Except for “So Damned Pretty,” “For You” was recorded live at the Fine Line in Minneapolis at a couple of shows late last year.
In mid-June, the band will be entering the studio to begin recording a new album.
“This next CD will be done pretty much completely live [in the studio],” he says. That process runs counter to typical studio recording methods, where the various instruments and vocals are recorded separately and laid on top of one another to make the songs you hear on CDs.
“We have the idea that we want to grab that live-show energy.”
The former art student studied printmaking, drawing and metal sculpture while working on his degree at the University of Minnesota. It was there that he discovered a love of performing and slide guitar.
“We had a professor there who was a big Tom Waits fan,” he says.
The professor gave the class an assignment to make musical instruments out of found objects. Miller began cobbling together something that was essentially a three-stringed guitar.
“It was based on a Rickenbacker [guitar], frying pan and lap slide guitar,” he says.
“The climax of the whole project was that we were going to perform a piece of original music with our found-object musical instruments we made.”
“The instant that I played it … it was one of those situations in life where I knew, ‘Oops, I’m on to something here.’ “
Eventually, he says, he realized he needed more strings. Now that he’s armed with six strings on his guitar, he’s trying to forge a career out of music.
Until he does, he’s going to keep working as a bank teller, perhaps the antithesis of the guitar hero.
“It keeps my lights on. It keeps me playing music,” he says.
Nathan Miller and Unstoppable Company celebrate the release of “For You” this Saturday (May 31) at 9 p.m. at Tiffany’s Sports Bar and Grill, 2051 Ford Parkway in St. Paul, Admission is $3. Roster McCabe and This World Fair open the show.
The soulful blasphemy of Mick Sterling (check out this video) struts onstage on Friday (May 30) at Whiskey Junction, 901 Cedar Ave., Minneapolis.
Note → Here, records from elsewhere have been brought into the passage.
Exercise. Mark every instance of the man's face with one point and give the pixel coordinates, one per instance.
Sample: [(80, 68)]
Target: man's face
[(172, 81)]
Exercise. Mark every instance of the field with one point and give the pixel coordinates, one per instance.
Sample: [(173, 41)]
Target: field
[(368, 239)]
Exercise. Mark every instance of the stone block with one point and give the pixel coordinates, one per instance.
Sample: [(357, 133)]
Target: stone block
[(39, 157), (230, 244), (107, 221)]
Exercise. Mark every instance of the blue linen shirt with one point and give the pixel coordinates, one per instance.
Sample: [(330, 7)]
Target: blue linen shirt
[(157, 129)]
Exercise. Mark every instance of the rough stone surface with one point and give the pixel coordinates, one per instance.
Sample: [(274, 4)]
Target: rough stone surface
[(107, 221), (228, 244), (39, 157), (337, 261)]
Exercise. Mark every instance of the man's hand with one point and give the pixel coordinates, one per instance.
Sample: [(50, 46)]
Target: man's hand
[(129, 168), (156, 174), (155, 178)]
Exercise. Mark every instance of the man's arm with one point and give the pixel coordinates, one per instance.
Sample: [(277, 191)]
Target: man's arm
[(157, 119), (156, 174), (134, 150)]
Sterling‘s “The Long Ride Home” was published a couple of years ago. It’s a collection of “stories, commentaries and suggestions for musicians and local music lovers from a guy like me who’s been in the trenches of the local music scene for a long time”
The former leader of the popular R&B outfit, Stud Brothers, released his solo “Between Saturday Night and Sunday Morning” in 2005 to positive reviews.
Memphis and the Meantimes open the show at 9:30 p.m.